NVIDIA is now showing off its new Tesla V100S GPUs featuring more compute and memory performance. What is really interesting here is that NVIDIA is doing so while keeping maximum power consumption constant. The NVIDIA Tesla V100S is currently listed for PCIe only in NVIDIA’s documentation, but it now should out-perform the SXM2 variant on a single GPU basis.
NVIDIA Tesla V100S Specs
The NVIDIA Tesla “Volta” generation has been out since 2017, making this an upgrade to a GPU that is almost three years into its cycle. It seems as though NVIDIA is taking advantage of a more mature process to deliver late-cycle performance gains. Now that we have official specs for the NVIDIA Tesla V100S, we can see what this late-cycle improvement brings. Here is the spec table with how much the new cards improve over the previous iteration:
The SXM2 modules are what you would have seen if you saw our How to Install NVIDIA Tesla SXM2 GPUs in DeepLearning12. They have been around since the “Pascal” Tesla P100 generation and offer NVLink. With the custom form factor, NVIDIA was able to utilize better cooling for higher TDP. Note, the NVIDIA DGX-2 and NVIDIA DGX-2H utilize SXM3 for the NVSwitch architecture. In those platforms, the SXM3 modules hit up to 450W in the DGX-2H. NVIDIA has experience pushing TDP and clock speeds already. Now that is trickling down to more mainstream GPUs.
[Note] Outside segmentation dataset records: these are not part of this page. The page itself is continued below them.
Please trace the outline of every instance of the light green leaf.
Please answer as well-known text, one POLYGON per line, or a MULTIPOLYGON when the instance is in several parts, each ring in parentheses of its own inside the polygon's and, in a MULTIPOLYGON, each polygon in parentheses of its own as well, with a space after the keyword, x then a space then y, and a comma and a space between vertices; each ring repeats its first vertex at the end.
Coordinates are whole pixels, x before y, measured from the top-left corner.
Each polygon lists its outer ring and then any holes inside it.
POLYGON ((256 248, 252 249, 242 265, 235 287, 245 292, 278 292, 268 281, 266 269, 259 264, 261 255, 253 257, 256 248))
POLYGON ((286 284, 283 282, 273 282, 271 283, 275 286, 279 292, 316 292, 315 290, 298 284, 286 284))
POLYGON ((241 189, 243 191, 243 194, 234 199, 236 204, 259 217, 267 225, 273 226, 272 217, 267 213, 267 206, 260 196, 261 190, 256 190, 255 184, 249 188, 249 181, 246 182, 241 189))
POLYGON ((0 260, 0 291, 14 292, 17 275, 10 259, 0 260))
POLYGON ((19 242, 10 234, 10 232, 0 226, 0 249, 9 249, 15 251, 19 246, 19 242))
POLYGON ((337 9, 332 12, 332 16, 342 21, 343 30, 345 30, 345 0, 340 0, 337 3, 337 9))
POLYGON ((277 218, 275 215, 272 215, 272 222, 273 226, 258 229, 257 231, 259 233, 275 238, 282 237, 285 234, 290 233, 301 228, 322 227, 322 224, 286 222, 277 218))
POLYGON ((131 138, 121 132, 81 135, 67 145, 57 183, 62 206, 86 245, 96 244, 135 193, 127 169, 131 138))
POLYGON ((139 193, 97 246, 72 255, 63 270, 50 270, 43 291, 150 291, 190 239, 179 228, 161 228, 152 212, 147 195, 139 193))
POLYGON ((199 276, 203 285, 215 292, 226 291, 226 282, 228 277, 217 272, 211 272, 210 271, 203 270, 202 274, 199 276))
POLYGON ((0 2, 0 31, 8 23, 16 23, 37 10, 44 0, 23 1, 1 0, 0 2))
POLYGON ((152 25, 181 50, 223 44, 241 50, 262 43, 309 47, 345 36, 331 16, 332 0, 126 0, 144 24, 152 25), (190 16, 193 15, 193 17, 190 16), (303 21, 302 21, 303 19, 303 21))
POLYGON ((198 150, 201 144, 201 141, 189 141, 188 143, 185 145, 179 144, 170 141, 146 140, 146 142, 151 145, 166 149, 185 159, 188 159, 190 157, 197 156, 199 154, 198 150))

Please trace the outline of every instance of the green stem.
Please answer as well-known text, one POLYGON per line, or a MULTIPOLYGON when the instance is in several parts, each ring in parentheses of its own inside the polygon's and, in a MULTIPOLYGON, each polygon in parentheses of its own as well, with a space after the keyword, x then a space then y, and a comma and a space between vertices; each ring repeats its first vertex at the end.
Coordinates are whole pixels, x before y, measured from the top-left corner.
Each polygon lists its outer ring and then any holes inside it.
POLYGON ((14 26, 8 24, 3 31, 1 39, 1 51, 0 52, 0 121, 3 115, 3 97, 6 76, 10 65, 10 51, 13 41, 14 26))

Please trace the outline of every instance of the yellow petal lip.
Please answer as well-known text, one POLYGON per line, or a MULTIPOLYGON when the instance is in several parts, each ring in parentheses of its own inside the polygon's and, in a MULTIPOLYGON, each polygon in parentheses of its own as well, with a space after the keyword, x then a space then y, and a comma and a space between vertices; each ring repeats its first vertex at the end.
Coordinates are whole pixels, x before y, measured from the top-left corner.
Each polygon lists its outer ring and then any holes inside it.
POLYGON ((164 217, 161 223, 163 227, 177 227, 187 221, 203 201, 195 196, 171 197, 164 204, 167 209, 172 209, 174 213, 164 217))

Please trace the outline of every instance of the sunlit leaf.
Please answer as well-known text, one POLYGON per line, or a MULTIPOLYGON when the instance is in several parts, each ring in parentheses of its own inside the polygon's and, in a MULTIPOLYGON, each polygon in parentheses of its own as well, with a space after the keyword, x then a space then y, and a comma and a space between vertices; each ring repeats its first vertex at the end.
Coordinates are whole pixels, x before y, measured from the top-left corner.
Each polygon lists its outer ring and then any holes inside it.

NVIDIA is claiming 8.2 double-precision TFLOPS, 16.4 single-precision TFLOPS, and the Tensor Core TFLOPS are up to 130 TFLOPS. That is only a 4-5% improvement over the SXM2 module, but in the PCIe form factor, it is a 16-17% improvement.
Memory capacity remains at 32GB but the HBM2 bandwidth increases to 1134GB/s for a 26% improvement.
What is perhaps most interesting about the NVIDIA Tesla V100S is that the power consumption of the PCIe card is rated still at 250W. So one is getting 16-17% more compute performance and 26% more memory bandwidth at the same power consumption level.
The new NVIDIA Tesla V100S is a step forward, but the V100 itself has been out for a long time. STH tested an 8x Tesla V100 PCIe system almost a year ago in our Inspur Systems NF5468M5 Review 4U 8x GPU Server. For buyers of similar systems, the updated GPU offering 16-26% more performance per GPU is very attractive.
Still, NVIDIA needs a PCIe Gen4 part as competitive deep learning cards are coming out already utilizing PCIe Gen4. AMD, IBM, and Huawei all have PCIe Gen4 platforms available and Intel is now saying Ice Lake with 10nm and PCIe Gen4 will be a second half of 2019 product, although timelines have slipped recently. Sticking with the Intel cadence, and waiting for competition means that NVIDIA has been able to sell the Tesla V100 for a longer than normal product cycle. Now that there is some competition from the likes of Cerebras, Graphcore, and Habana Labs, we are seeing NVIDIA update their Tesla V100 in what has to be a late-cycle refresh.